## LT Challenge Solution ## 

### Objetivos
1. The main solution goal of this case is to explore memory usage and optimization within a distributed and scalable data processing environment like Spark.
2. Explore scalable cloud solutions such as Cloud Storage, Cloud Build, and Cloud Run on GCP.
3. Deploy a reproducible environment using Docker ready to run Jupyter and PySpark
4. Deploy an automated Cloud Build CI for my Docker image to GCP Artifact Registry.
5. Establish and adhere to a Git flow to establish an efficient workflow for organizing features, builds, and testing tasks.
6. Implement test-driven development (TDD) to address challenging questions.
7. Implement data transformations to define data quality layers.
8. Explore data transformation analytical techniques to address challenging questions.

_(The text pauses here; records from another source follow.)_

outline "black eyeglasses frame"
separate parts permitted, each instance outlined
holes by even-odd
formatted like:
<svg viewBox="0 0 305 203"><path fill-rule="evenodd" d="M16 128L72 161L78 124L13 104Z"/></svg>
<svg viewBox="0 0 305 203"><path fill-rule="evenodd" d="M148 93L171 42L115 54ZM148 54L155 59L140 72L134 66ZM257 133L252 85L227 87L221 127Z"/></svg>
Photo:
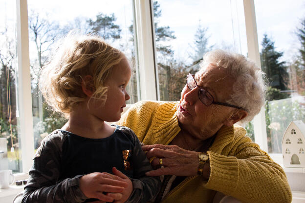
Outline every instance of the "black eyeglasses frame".
<svg viewBox="0 0 305 203"><path fill-rule="evenodd" d="M189 78L189 76L191 76L193 77L193 79L194 80L194 81L195 82L195 84L196 84L195 86L193 88L191 88L190 87L190 86L189 86L188 84L188 79ZM199 100L200 101L200 102L201 102L202 103L203 103L203 104L204 105L207 105L207 106L209 106L211 104L212 104L212 103L213 103L214 104L220 105L221 106L229 106L229 107L233 107L233 108L237 108L237 109L244 109L243 108L240 107L240 106L235 106L234 105L230 104L227 103L224 103L224 102L216 102L216 101L214 101L214 98L211 94L211 93L210 92L209 92L209 91L208 90L207 90L206 89L205 89L204 88L203 88L202 87L201 87L200 86L199 86L198 85L198 84L197 84L197 82L196 81L196 80L195 80L195 75L191 74L190 73L188 73L188 74L187 77L186 77L186 85L189 88L189 89L190 89L190 90L192 90L193 89L194 89L195 88L196 88L196 87L198 87L198 88L199 88L199 91L198 91L198 97L199 97ZM204 102L203 102L201 100L200 94L200 92L201 92L201 91L200 91L200 89L203 90L204 91L205 91L208 94L209 94L210 95L210 96L211 96L211 97L212 98L213 98L213 100L212 100L212 102L211 102L211 103L210 103L210 104L206 104L206 103L205 103Z"/></svg>

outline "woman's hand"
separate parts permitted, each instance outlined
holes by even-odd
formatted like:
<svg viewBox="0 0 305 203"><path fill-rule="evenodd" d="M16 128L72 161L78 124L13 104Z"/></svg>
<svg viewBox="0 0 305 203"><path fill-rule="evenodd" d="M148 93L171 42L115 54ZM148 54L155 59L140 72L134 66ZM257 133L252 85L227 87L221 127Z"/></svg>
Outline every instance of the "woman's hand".
<svg viewBox="0 0 305 203"><path fill-rule="evenodd" d="M116 176L98 172L85 175L80 178L80 189L88 198L98 199L104 202L120 200L129 185L114 176Z"/></svg>
<svg viewBox="0 0 305 203"><path fill-rule="evenodd" d="M112 173L113 173L113 175L106 172L103 172L103 173L106 175L111 176L113 180L123 182L126 183L127 186L125 188L124 191L122 193L122 198L120 199L116 199L116 200L114 201L114 203L125 203L127 200L128 200L129 196L130 196L130 195L131 194L131 192L133 190L132 183L129 178L117 169L115 167L112 168Z"/></svg>
<svg viewBox="0 0 305 203"><path fill-rule="evenodd" d="M157 176L161 175L175 175L178 176L191 176L197 175L199 166L198 155L200 152L187 150L177 145L153 144L143 145L142 149L147 151L146 156L149 159L155 157L152 162L155 168L161 166L160 158L162 158L162 165L164 167L148 171L145 175Z"/></svg>

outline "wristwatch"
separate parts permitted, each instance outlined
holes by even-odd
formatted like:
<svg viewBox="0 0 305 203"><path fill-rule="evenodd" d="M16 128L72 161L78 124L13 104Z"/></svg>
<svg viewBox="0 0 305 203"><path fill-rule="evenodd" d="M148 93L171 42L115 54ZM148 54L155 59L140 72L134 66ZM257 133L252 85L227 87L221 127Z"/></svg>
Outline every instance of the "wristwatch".
<svg viewBox="0 0 305 203"><path fill-rule="evenodd" d="M203 172L203 166L209 160L209 155L206 153L203 153L198 155L199 158L199 166L197 169L197 174L202 175Z"/></svg>

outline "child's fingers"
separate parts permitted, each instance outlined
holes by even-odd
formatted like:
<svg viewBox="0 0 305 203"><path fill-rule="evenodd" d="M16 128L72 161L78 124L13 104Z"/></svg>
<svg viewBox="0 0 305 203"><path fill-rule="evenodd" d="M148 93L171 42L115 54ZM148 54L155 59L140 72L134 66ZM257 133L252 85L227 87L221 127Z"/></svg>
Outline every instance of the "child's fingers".
<svg viewBox="0 0 305 203"><path fill-rule="evenodd" d="M113 179L112 177L113 175L110 174L110 173L108 173L107 172L103 172L102 173L102 176L105 178L109 178L109 179Z"/></svg>
<svg viewBox="0 0 305 203"><path fill-rule="evenodd" d="M112 173L113 173L113 174L115 175L116 176L117 176L123 179L127 179L129 178L126 175L125 175L125 174L117 169L115 167L112 167Z"/></svg>
<svg viewBox="0 0 305 203"><path fill-rule="evenodd" d="M101 192L97 193L95 198L102 201L102 202L112 203L114 200L112 197L105 195ZM97 201L97 202L99 202Z"/></svg>
<svg viewBox="0 0 305 203"><path fill-rule="evenodd" d="M109 176L111 176L111 178L113 180L116 180L117 181L124 181L123 179L121 178L120 177L118 177L118 176L116 176L115 175L111 174L110 173L108 173L107 172L103 172L103 173L105 173L105 174L107 174L107 175L109 175Z"/></svg>
<svg viewBox="0 0 305 203"><path fill-rule="evenodd" d="M108 179L108 178L107 179L106 178L103 180L102 181L100 182L100 184L102 185L106 184L106 185L118 186L120 187L126 187L128 186L127 183L123 181L118 181L116 180L110 179ZM120 191L119 191L118 192L120 192Z"/></svg>
<svg viewBox="0 0 305 203"><path fill-rule="evenodd" d="M121 200L123 197L121 193L107 193L107 195L113 198L113 200Z"/></svg>

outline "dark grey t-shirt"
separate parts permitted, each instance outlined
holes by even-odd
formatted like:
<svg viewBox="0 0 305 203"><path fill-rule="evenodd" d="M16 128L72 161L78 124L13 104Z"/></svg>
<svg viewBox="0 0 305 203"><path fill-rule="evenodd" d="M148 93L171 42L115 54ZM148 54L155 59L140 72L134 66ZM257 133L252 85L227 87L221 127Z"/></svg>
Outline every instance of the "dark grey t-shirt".
<svg viewBox="0 0 305 203"><path fill-rule="evenodd" d="M127 202L154 199L160 180L145 176L152 168L131 129L117 125L110 136L97 139L55 130L37 150L22 203L90 201L79 189L79 177L95 172L112 173L113 166L132 182L133 191Z"/></svg>

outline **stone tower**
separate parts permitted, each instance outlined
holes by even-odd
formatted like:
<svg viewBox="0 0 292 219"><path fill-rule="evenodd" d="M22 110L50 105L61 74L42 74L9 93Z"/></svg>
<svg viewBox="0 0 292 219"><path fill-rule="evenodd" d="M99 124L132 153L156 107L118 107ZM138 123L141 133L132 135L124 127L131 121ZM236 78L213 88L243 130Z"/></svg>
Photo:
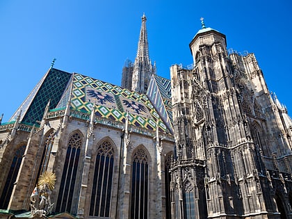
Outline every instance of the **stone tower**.
<svg viewBox="0 0 292 219"><path fill-rule="evenodd" d="M285 112L271 98L254 54L228 54L225 35L202 22L190 43L193 68L170 68L172 216L262 218L279 212L286 218L291 151Z"/></svg>
<svg viewBox="0 0 292 219"><path fill-rule="evenodd" d="M151 76L156 74L155 65L151 64L149 56L146 20L146 17L143 15L133 65L125 65L122 77L122 87L144 94L148 88Z"/></svg>

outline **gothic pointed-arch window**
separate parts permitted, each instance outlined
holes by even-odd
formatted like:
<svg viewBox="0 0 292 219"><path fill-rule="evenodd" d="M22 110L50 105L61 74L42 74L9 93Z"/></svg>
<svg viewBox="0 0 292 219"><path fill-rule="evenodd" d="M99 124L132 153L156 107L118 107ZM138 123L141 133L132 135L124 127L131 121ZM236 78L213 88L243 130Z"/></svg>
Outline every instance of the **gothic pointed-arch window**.
<svg viewBox="0 0 292 219"><path fill-rule="evenodd" d="M10 195L13 190L13 185L18 175L25 148L26 145L22 145L14 153L7 179L0 197L0 209L6 209L8 206Z"/></svg>
<svg viewBox="0 0 292 219"><path fill-rule="evenodd" d="M54 139L55 135L54 133L54 131L51 131L47 136L44 143L44 149L42 151L42 158L40 160L40 165L38 172L37 181L40 175L47 170L49 156L51 154L51 147L53 146Z"/></svg>
<svg viewBox="0 0 292 219"><path fill-rule="evenodd" d="M78 133L70 138L58 195L56 212L71 212L81 145L82 138Z"/></svg>
<svg viewBox="0 0 292 219"><path fill-rule="evenodd" d="M99 145L95 159L90 216L109 217L113 176L114 150L108 140Z"/></svg>
<svg viewBox="0 0 292 219"><path fill-rule="evenodd" d="M195 199L192 183L187 180L184 184L184 204L185 218L195 218Z"/></svg>
<svg viewBox="0 0 292 219"><path fill-rule="evenodd" d="M133 158L131 219L148 218L148 157L143 148Z"/></svg>
<svg viewBox="0 0 292 219"><path fill-rule="evenodd" d="M165 218L171 218L171 198L170 198L170 172L172 152L168 153L165 156L164 164L164 183L165 185Z"/></svg>

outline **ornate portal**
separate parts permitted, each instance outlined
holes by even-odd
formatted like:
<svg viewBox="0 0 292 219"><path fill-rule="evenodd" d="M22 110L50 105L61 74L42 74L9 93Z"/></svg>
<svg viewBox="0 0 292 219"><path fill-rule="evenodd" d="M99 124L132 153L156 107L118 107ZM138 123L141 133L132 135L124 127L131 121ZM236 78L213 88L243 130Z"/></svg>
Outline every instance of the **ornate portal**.
<svg viewBox="0 0 292 219"><path fill-rule="evenodd" d="M38 185L31 195L31 209L33 218L47 218L51 212L54 203L51 203L50 195L54 188L56 175L54 172L44 172L40 175Z"/></svg>

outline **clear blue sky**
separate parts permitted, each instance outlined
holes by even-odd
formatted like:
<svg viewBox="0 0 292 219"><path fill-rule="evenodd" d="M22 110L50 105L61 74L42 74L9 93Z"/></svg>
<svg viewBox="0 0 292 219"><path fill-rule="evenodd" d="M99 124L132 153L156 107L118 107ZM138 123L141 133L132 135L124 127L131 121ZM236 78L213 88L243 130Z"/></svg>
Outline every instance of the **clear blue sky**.
<svg viewBox="0 0 292 219"><path fill-rule="evenodd" d="M136 54L141 16L157 74L192 63L188 44L201 28L227 36L227 48L255 54L270 91L291 115L291 1L0 1L0 113L7 122L54 58L54 67L120 85Z"/></svg>

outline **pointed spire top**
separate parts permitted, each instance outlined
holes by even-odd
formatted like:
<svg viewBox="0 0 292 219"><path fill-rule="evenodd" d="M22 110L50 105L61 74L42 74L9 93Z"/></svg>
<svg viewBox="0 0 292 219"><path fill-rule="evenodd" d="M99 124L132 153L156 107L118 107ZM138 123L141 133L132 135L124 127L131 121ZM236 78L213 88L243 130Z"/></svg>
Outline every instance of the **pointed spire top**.
<svg viewBox="0 0 292 219"><path fill-rule="evenodd" d="M147 21L145 13L143 13L143 16L141 18L142 18L142 22L146 22Z"/></svg>
<svg viewBox="0 0 292 219"><path fill-rule="evenodd" d="M201 17L200 19L201 20L202 29L204 29L206 26L205 26L205 24L204 23L204 17Z"/></svg>
<svg viewBox="0 0 292 219"><path fill-rule="evenodd" d="M51 61L51 67L54 67L54 65L55 65L56 60L56 58L53 58L53 60Z"/></svg>
<svg viewBox="0 0 292 219"><path fill-rule="evenodd" d="M146 29L146 16L143 14L142 17L142 25L140 30L139 42L138 43L138 51L136 58L143 58L149 61L149 51L148 51L148 38Z"/></svg>

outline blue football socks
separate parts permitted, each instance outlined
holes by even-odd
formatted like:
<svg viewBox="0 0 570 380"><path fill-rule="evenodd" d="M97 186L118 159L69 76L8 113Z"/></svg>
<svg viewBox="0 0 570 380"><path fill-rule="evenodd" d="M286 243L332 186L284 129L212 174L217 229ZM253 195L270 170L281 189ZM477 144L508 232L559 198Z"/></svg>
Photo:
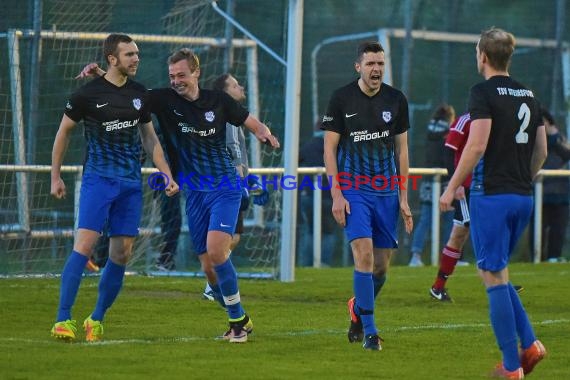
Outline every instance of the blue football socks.
<svg viewBox="0 0 570 380"><path fill-rule="evenodd" d="M534 343L534 341L536 340L536 336L534 335L534 331L528 319L528 315L526 314L526 311L521 303L519 294L513 287L513 284L509 282L507 286L509 287L511 304L513 305L513 311L515 313L517 334L519 336L519 339L521 340L522 348L527 349Z"/></svg>
<svg viewBox="0 0 570 380"><path fill-rule="evenodd" d="M386 274L384 273L382 276L378 277L372 275L372 281L374 282L374 298L376 299L380 293L380 290L382 290L384 283L386 282Z"/></svg>
<svg viewBox="0 0 570 380"><path fill-rule="evenodd" d="M503 353L503 365L507 371L521 366L517 347L515 313L506 284L487 288L489 315L497 344Z"/></svg>
<svg viewBox="0 0 570 380"><path fill-rule="evenodd" d="M237 272L231 259L220 265L214 266L216 275L218 276L218 285L224 296L224 303L228 310L230 320L238 320L245 314L239 295L237 284Z"/></svg>
<svg viewBox="0 0 570 380"><path fill-rule="evenodd" d="M374 323L374 283L372 273L354 271L354 296L356 297L356 312L362 320L365 335L376 335Z"/></svg>
<svg viewBox="0 0 570 380"><path fill-rule="evenodd" d="M57 309L57 322L71 319L71 307L81 284L83 269L87 264L87 256L73 251L67 258L61 273L61 288L59 290L59 307Z"/></svg>
<svg viewBox="0 0 570 380"><path fill-rule="evenodd" d="M105 312L111 307L115 299L121 291L123 286L123 278L125 277L125 266L118 265L107 260L103 274L99 280L99 296L97 297L97 304L95 310L91 314L91 319L94 321L103 321Z"/></svg>

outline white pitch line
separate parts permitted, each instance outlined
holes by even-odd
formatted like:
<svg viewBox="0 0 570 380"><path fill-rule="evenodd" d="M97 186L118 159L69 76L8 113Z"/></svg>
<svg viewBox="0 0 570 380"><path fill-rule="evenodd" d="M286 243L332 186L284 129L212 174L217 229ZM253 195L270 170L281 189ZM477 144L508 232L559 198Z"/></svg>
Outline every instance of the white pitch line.
<svg viewBox="0 0 570 380"><path fill-rule="evenodd" d="M570 320L568 319L547 319L544 321L539 321L533 323L537 326L547 326L547 325L557 325L557 324L568 324ZM390 327L382 328L381 332L399 332L399 331L412 331L412 330L461 330L470 328L481 328L490 327L489 323L456 323L456 324L433 324L433 325L418 325L418 326L400 326L400 327ZM279 333L263 334L267 337L282 337L286 336L308 336L308 335L338 335L345 333L344 329L326 329L326 330L303 330L303 331L281 331ZM255 335L254 335L255 336ZM101 342L87 343L83 341L75 342L72 344L81 344L86 346L111 346L119 344L153 344L153 343L189 343L197 341L210 341L210 340L220 340L219 337L197 337L197 336L180 336L171 338L156 338L156 339L115 339L115 340L104 340ZM18 343L28 343L28 344L65 344L64 342L58 342L52 339L25 339L18 337L0 337L0 342L18 342Z"/></svg>

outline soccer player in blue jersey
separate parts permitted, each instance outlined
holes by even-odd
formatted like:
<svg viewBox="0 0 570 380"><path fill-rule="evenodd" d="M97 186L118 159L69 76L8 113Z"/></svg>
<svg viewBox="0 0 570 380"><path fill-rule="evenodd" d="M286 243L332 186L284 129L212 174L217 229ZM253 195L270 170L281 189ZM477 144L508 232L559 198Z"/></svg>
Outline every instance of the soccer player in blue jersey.
<svg viewBox="0 0 570 380"><path fill-rule="evenodd" d="M230 328L224 338L231 343L246 342L253 323L241 305L237 272L229 257L242 192L226 148L226 126L243 125L274 148L279 141L230 95L199 87L200 62L192 50L172 54L168 73L171 88L151 91L152 112L167 150L177 152L175 166L186 194L194 250L208 282L214 292L222 294L227 308Z"/></svg>
<svg viewBox="0 0 570 380"><path fill-rule="evenodd" d="M71 317L83 269L105 222L110 236L109 260L99 282L99 296L93 313L85 319L86 340L103 336L105 312L123 284L125 266L142 212L141 139L146 152L160 171L169 177L166 193L178 192L150 118L148 92L129 79L136 74L139 51L124 34L111 34L103 44L108 72L82 86L67 102L52 151L51 194L61 199L66 188L61 165L70 134L84 121L87 157L79 201L78 229L73 252L61 275L60 300L52 336L74 340L77 323Z"/></svg>
<svg viewBox="0 0 570 380"><path fill-rule="evenodd" d="M212 83L212 89L217 91L224 91L230 95L236 102L243 102L246 98L245 89L237 81L237 79L229 74L225 73L214 79ZM247 158L247 145L245 143L245 134L243 128L232 124L226 124L226 146L230 151L233 163L238 171L242 183L246 180L249 170L249 162ZM253 203L259 206L264 206L269 201L269 193L266 189L261 191L259 194L253 195ZM233 251L240 242L241 234L244 231L243 219L244 214L247 211L250 203L250 194L248 191L248 186L242 187L242 198L238 213L238 219L236 224L236 229L234 235L232 236L232 243L230 244L230 251ZM221 301L220 293L215 293L209 283L206 282L206 287L204 289L203 297L210 301Z"/></svg>
<svg viewBox="0 0 570 380"><path fill-rule="evenodd" d="M358 80L336 90L323 117L324 159L332 177L332 213L344 227L354 257L354 297L348 301L349 342L381 350L374 299L386 281L396 225L402 214L413 228L408 206L408 101L382 83L384 49L378 42L358 46ZM401 181L402 185L398 185Z"/></svg>
<svg viewBox="0 0 570 380"><path fill-rule="evenodd" d="M508 262L533 207L532 180L546 158L546 132L534 93L509 76L515 38L483 31L476 47L485 81L471 88L471 130L459 164L440 198L451 209L455 190L473 171L471 235L503 360L494 375L522 379L546 355L509 282ZM518 343L520 341L521 351Z"/></svg>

## LT Data Analysis Challenge - step 1 --> q1_memory.py

### Description
The script performs the following operations:

1. Spark initialization: Create a Spark session to process the data.
2. Reading JSON File: Reads data from a specified JSON file, using a defined schema that includes fields such as identifier, username, message, and date.
3. Data analysis:
     - Group data by date and count messages to identify the 10 dates with the most activity.
     - Filter the data to only keep messages from these dates.
     - Count each user's messages on these dates to determine the most active user per day.
4. Results: The script returns a list of tuples, each containing a date and the name of the most active user on that date.

### Execution Steps
To execute this Spark application, follow these steps:
1. Install the necessary Python packages (`requirements.txt`)
2. The data file ´´farmers-protest-tweets-2021-2-4.json´´ is in the data/raw folder, compressed in a .rar, it must be decompressed before executing the code.
3. Run the Spark application, passing the path to the JSON file as an argument.

### Review the results:
The script will print the results to the console, showing the dates with the most messages and the most active user on those dates.
The memory usage analysis results will be displayed in the console if memory_profiler is active.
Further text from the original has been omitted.